Union Pacific and TuSimple delay launch of self-driving truck service


Railroad, a trucking company now plans to begin Tucson-Phoenix service in the third quarter

TuSimple is testing driverless trucks on a Southwest network. Plans are for TuSimple and Union Pacific to begin service between Tucson and Phoenix. (TuSimple)

SAN DIEGO — Union Pacific and self-driving trucking company TuSimple have postponed plans to begin driverless truck trips between the railroad’s Tucson Intermodal Terminal and the Phoenix area.

The companies announced in February that they would launch the service this spring. But the service was pushed back into the third quarter because TuSimple and UP focused on shipping containers, rather than trailers as originally envisioned, TuSimple executives said on the company’s earnings call on Tuesday.

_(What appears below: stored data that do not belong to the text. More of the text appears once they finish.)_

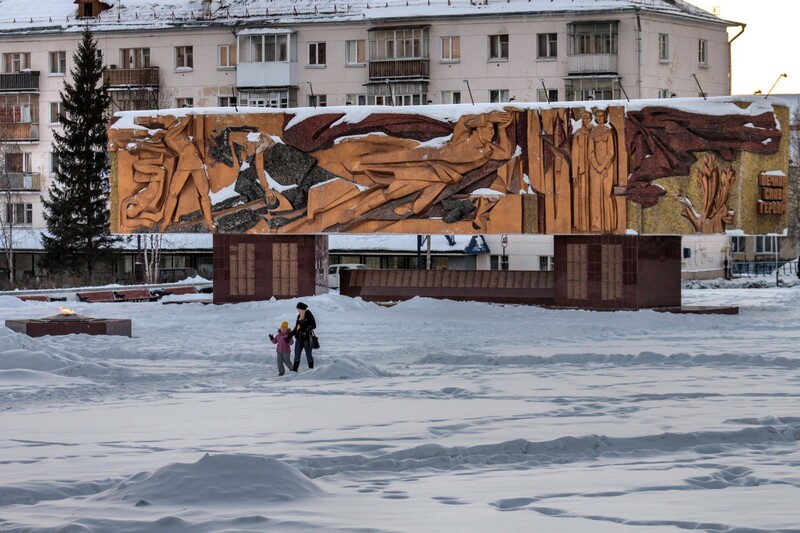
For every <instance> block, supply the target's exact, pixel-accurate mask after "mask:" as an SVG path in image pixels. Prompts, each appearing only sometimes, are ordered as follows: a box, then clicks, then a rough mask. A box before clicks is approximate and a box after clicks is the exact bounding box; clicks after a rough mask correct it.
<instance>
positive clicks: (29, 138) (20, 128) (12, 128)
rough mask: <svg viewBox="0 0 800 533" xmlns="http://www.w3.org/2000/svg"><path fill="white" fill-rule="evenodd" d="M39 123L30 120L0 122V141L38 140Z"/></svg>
mask: <svg viewBox="0 0 800 533" xmlns="http://www.w3.org/2000/svg"><path fill="white" fill-rule="evenodd" d="M38 140H39V124H33V123H30V122H6V123H3V122H0V142H9V141H16V142H37V141H38Z"/></svg>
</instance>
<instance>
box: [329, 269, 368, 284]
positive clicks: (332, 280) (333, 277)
mask: <svg viewBox="0 0 800 533" xmlns="http://www.w3.org/2000/svg"><path fill="white" fill-rule="evenodd" d="M368 268H369V267H368V266H367V265H362V264H361V263H347V264H341V265H331V266H329V267H328V287H330V288H331V289H338V288H339V273H340V272H341V271H342V270H366V269H368Z"/></svg>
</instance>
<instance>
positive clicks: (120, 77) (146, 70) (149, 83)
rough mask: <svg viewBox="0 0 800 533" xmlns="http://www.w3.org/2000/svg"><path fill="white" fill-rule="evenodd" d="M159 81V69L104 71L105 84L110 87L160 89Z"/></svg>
mask: <svg viewBox="0 0 800 533" xmlns="http://www.w3.org/2000/svg"><path fill="white" fill-rule="evenodd" d="M158 81H159V79H158V67H144V68H107V69H104V70H103V83H105V84H106V85H108V86H109V87H158Z"/></svg>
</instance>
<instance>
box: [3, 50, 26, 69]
mask: <svg viewBox="0 0 800 533" xmlns="http://www.w3.org/2000/svg"><path fill="white" fill-rule="evenodd" d="M29 68H31V54H30V52H12V53H8V54H3V72H6V73H9V74H13V73H16V72H22V71H23V70H25V69H29Z"/></svg>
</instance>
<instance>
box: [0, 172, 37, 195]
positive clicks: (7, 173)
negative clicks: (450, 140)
mask: <svg viewBox="0 0 800 533" xmlns="http://www.w3.org/2000/svg"><path fill="white" fill-rule="evenodd" d="M40 186H41V174H39V173H38V172H7V173H6V174H2V175H0V192H2V191H29V192H38V191H40V190H41V189H40Z"/></svg>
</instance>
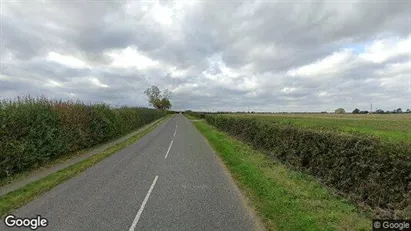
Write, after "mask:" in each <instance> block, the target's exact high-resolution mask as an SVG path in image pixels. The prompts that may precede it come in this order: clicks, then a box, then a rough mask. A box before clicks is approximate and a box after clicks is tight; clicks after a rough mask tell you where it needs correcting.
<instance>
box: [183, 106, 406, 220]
mask: <svg viewBox="0 0 411 231" xmlns="http://www.w3.org/2000/svg"><path fill="white" fill-rule="evenodd" d="M190 115H192V116H195V117H198V118H204V119H205V120H206V121H207V123H208V124H210V125H212V126H213V127H215V128H217V129H219V130H221V131H223V132H226V133H227V134H228V135H230V136H232V137H234V138H236V139H238V140H240V141H243V142H245V143H246V144H248V145H251V146H252V147H253V148H254V149H255V150H259V151H261V152H263V153H265V155H267V156H268V157H269V158H271V159H273V160H276V161H279V162H280V163H283V164H285V165H286V166H288V167H290V169H293V170H297V171H300V172H303V173H307V174H308V175H311V176H314V177H315V178H316V179H318V180H319V181H320V182H321V183H322V184H324V185H326V186H328V187H330V188H334V189H336V190H337V191H338V194H340V195H342V196H343V197H344V198H347V199H348V200H349V201H351V202H353V203H355V204H357V205H360V207H364V206H363V205H365V207H364V208H367V210H368V208H370V209H371V211H372V213H373V214H374V216H373V217H379V218H393V217H397V218H398V217H410V216H411V200H410V199H411V194H410V193H411V184H409V183H410V182H411V142H410V140H411V139H410V138H411V133H410V131H411V129H410V128H411V115H409V114H401V115H398V114H397V115H351V114H347V115H335V114H329V115H324V114H271V115H268V114H204V113H190Z"/></svg>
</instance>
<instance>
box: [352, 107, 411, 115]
mask: <svg viewBox="0 0 411 231" xmlns="http://www.w3.org/2000/svg"><path fill="white" fill-rule="evenodd" d="M368 113H370V112H369V111H360V110H359V109H358V108H356V109H354V111H352V114H368ZM371 113H375V114H397V113H411V110H410V109H407V110H405V111H403V110H402V109H401V108H397V109H394V110H392V111H388V110H387V111H384V110H382V109H377V110H375V112H371Z"/></svg>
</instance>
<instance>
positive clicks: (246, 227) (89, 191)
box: [0, 115, 260, 231]
mask: <svg viewBox="0 0 411 231" xmlns="http://www.w3.org/2000/svg"><path fill="white" fill-rule="evenodd" d="M12 214H13V215H15V216H16V217H19V218H24V217H26V218H33V217H36V216H37V215H40V216H41V217H43V218H46V219H47V220H48V226H47V227H42V228H39V229H37V230H53V231H54V230H56V231H64V230H99V231H103V230H110V231H113V230H126V231H127V230H129V231H133V230H260V228H259V227H260V225H258V222H257V220H256V218H255V216H254V215H253V213H252V212H251V209H250V208H248V206H247V204H246V203H245V201H244V199H243V197H242V196H241V194H240V192H239V190H238V189H237V187H236V186H235V184H234V183H233V181H232V179H231V177H230V175H229V174H228V172H227V170H226V169H225V168H224V165H223V164H222V163H221V161H220V159H219V158H218V157H217V155H216V154H215V152H214V151H213V150H212V148H211V147H210V145H209V144H208V143H207V141H206V139H205V138H204V137H203V136H202V135H201V134H200V133H199V132H198V131H197V130H196V128H195V127H194V126H193V124H192V122H191V121H190V120H188V119H187V118H186V117H184V116H183V115H175V116H173V117H171V118H170V119H168V120H167V121H165V122H163V123H162V124H161V125H159V126H158V127H157V128H156V129H154V130H153V131H151V132H150V133H149V134H147V135H146V136H144V137H142V138H141V139H140V140H139V141H138V142H136V143H134V144H132V145H130V146H128V147H126V148H124V149H122V150H121V151H119V152H117V153H116V154H113V155H111V156H109V157H107V158H106V159H104V160H102V161H101V162H99V163H97V164H95V165H94V166H92V167H90V168H89V169H87V170H86V171H84V172H83V173H81V174H80V175H78V176H75V177H73V178H71V179H69V180H67V181H65V182H63V183H62V184H60V185H58V186H56V187H55V188H53V189H52V190H50V191H48V192H47V193H45V194H43V195H41V196H39V197H37V198H36V199H34V200H33V201H31V202H30V203H28V204H26V205H25V206H23V207H21V208H19V209H17V210H15V211H13V212H12ZM0 230H21V228H16V227H14V228H8V227H6V226H5V224H4V220H2V223H1V226H0ZM27 230H30V229H29V228H27Z"/></svg>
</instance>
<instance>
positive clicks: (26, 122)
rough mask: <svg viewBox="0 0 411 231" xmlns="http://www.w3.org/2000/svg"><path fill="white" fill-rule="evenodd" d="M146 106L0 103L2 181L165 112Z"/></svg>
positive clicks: (116, 133) (76, 101) (151, 120)
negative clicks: (149, 108) (115, 106)
mask: <svg viewBox="0 0 411 231" xmlns="http://www.w3.org/2000/svg"><path fill="white" fill-rule="evenodd" d="M165 114H166V112H162V111H159V110H154V109H147V108H132V107H122V108H110V107H109V106H108V105H105V104H94V105H92V104H89V105H87V104H84V103H82V102H80V101H54V100H48V99H46V98H31V97H24V98H17V99H16V100H10V101H1V102H0V179H3V178H6V177H9V176H12V175H14V174H16V173H20V172H24V171H27V170H29V169H33V168H36V167H39V166H42V165H43V164H45V163H47V162H49V161H52V160H54V159H56V158H58V157H60V156H62V155H65V154H68V153H71V152H74V151H78V150H81V149H84V148H88V147H91V146H93V145H96V144H99V143H102V142H105V141H108V140H111V139H114V138H116V137H119V136H121V135H124V134H126V133H127V132H131V131H132V130H135V129H137V128H139V127H141V126H143V125H145V124H147V123H150V122H152V121H154V120H156V119H159V118H161V117H162V116H164V115H165Z"/></svg>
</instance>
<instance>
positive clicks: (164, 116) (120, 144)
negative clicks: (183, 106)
mask: <svg viewBox="0 0 411 231" xmlns="http://www.w3.org/2000/svg"><path fill="white" fill-rule="evenodd" d="M172 116H173V115H167V116H164V117H163V118H161V119H159V120H157V121H155V123H153V124H151V125H150V126H147V127H146V128H145V129H142V130H141V131H140V132H138V133H137V134H135V135H133V136H131V137H129V138H128V139H126V140H124V141H122V142H119V143H117V144H114V145H113V146H111V147H108V148H107V149H105V150H104V151H102V152H99V153H97V154H94V155H92V156H90V157H88V158H86V159H84V160H81V161H79V162H77V163H75V164H72V165H70V166H68V167H66V168H63V169H61V170H59V171H57V172H54V173H52V174H50V175H48V176H46V177H44V178H41V179H38V180H35V181H33V182H31V183H28V184H27V185H25V186H22V187H20V188H18V189H16V190H14V191H11V192H9V193H6V194H4V195H2V196H0V216H1V217H4V216H5V215H6V214H7V213H9V212H10V211H12V210H14V209H17V208H19V207H21V206H23V205H25V204H27V203H28V202H30V201H32V200H33V199H35V198H36V197H38V196H40V195H42V194H44V193H46V192H47V191H49V190H51V189H52V188H54V187H55V186H57V185H59V184H61V183H63V182H64V181H66V180H68V179H70V178H72V177H74V176H76V175H78V174H80V173H82V172H84V171H85V170H86V169H88V168H89V167H91V166H93V165H95V164H97V163H98V162H100V161H102V160H103V159H105V158H107V157H109V156H111V155H113V154H115V153H117V152H118V151H120V150H122V149H124V148H126V147H127V146H129V145H131V144H133V143H135V142H137V141H138V140H140V139H141V138H142V137H143V136H145V135H147V134H148V133H150V132H151V131H153V130H154V129H155V128H157V127H158V126H159V125H160V124H162V123H164V122H165V121H168V120H169V119H170V118H171V117H172Z"/></svg>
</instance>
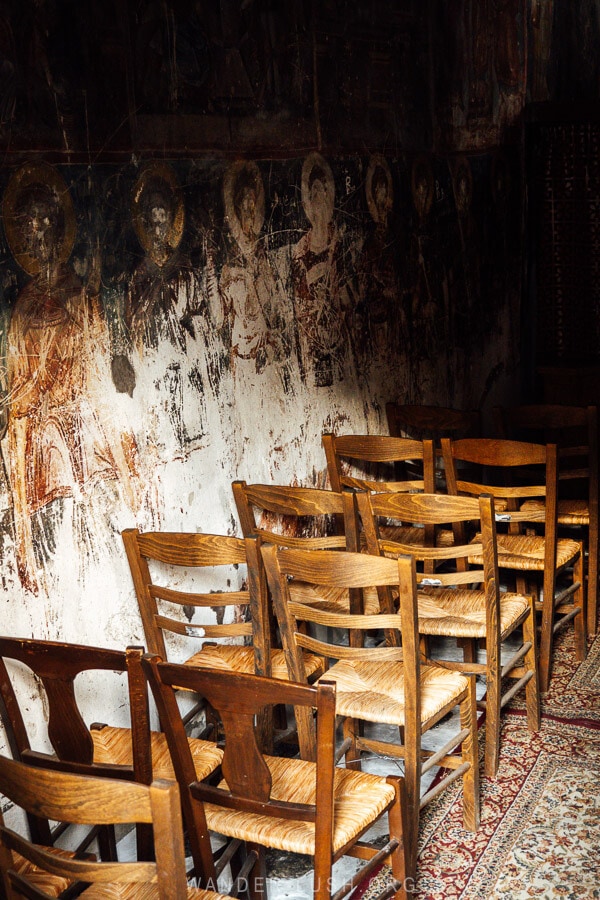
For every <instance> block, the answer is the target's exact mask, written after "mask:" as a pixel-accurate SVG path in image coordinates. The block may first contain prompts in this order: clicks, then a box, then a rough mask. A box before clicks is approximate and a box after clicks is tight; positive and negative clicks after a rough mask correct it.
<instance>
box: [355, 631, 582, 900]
mask: <svg viewBox="0 0 600 900" xmlns="http://www.w3.org/2000/svg"><path fill="white" fill-rule="evenodd" d="M568 643H569V638H568V637H565V638H564V639H562V642H561V644H560V646H559V647H558V648H557V650H558V652H557V655H556V659H557V662H556V665H555V671H554V675H553V678H552V682H551V685H552V687H551V691H550V692H549V694H548V696H547V697H546V698H545V700H544V704H543V717H542V728H541V730H540V732H539V734H534V735H532V734H530V733H529V732H528V730H527V723H526V719H525V716H524V714H523V710H522V709H521V708H519V705H516V706H513V707H511V708H510V709H509V710H507V711H506V712H505V714H504V726H503V730H502V746H501V754H500V759H501V762H500V767H499V771H498V775H497V777H496V778H495V779H488V778H482V781H481V826H480V828H479V830H478V831H477V832H476V833H475V834H472V833H470V832H468V831H465V830H464V829H463V828H462V804H461V790H460V787H454V786H453V787H452V788H450V789H449V790H448V791H446V792H445V793H444V794H442V795H441V796H440V797H439V798H437V800H436V801H434V802H433V803H432V804H431V805H430V806H429V807H428V808H427V809H426V810H425V811H424V813H423V816H422V820H421V828H420V850H419V861H418V869H417V879H416V883H415V885H413V886H411V887H412V888H413V891H414V896H415V897H418V898H419V900H442V898H443V900H446V898H457V900H458V898H460V900H482V898H500V897H502V898H511V900H517V898H524V900H525V898H536V900H537V898H553V897H562V898H568V900H571V898H572V900H575V898H577V900H580V898H595V897H596V898H600V638H597V639H596V641H595V643H594V645H593V646H592V647H591V648H590V652H589V655H588V658H587V659H586V661H585V662H584V663H582V664H580V665H579V666H575V665H574V664H573V659H574V657H573V655H572V652H571V648H570V647H569V646H568ZM388 880H389V873H388V872H386V871H385V870H382V871H381V872H380V873H379V874H378V875H376V876H374V878H373V879H372V881H371V883H370V884H369V886H368V887H367V888H366V889H364V890H363V892H362V893H358V894H356V895H355V897H356V898H358V897H362V898H363V900H368V898H369V897H373V896H375V895H376V894H377V892H378V890H380V889H381V886H382V884H384V883H387V881H388Z"/></svg>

UP will become the first customer to haul freight on TuSimple’s fully automated trucking route between the Tucson and Phoenix metro areas. Loup Logistics, a subsidiary of UP, will coordinate travel between rail and the first and last mile.

TuSimple, which made its first driverless move in December, operates a network of self-driving trucking routes in the Southwest. Previously, the company performed revenue movements with a “safety driver” on board to take the wheel if needed.

TuSimple says global supply chain issues have forced it to delay production of a self-contained rig that Navistar will build in Mexico. The companies planned to start building the Tier 4 autonomous platforms in 2024, but are now aiming for 2025.

Commercialization of TuSimple’s autonomous freight network is not dependent on the production of Navistar platforms, the company says. On the contrary, it will continue to rely on modernized platforms with TuSimple technology.

UP invested in TuSimple in 2020. Canadian National also invested in the self-driving trucking startup.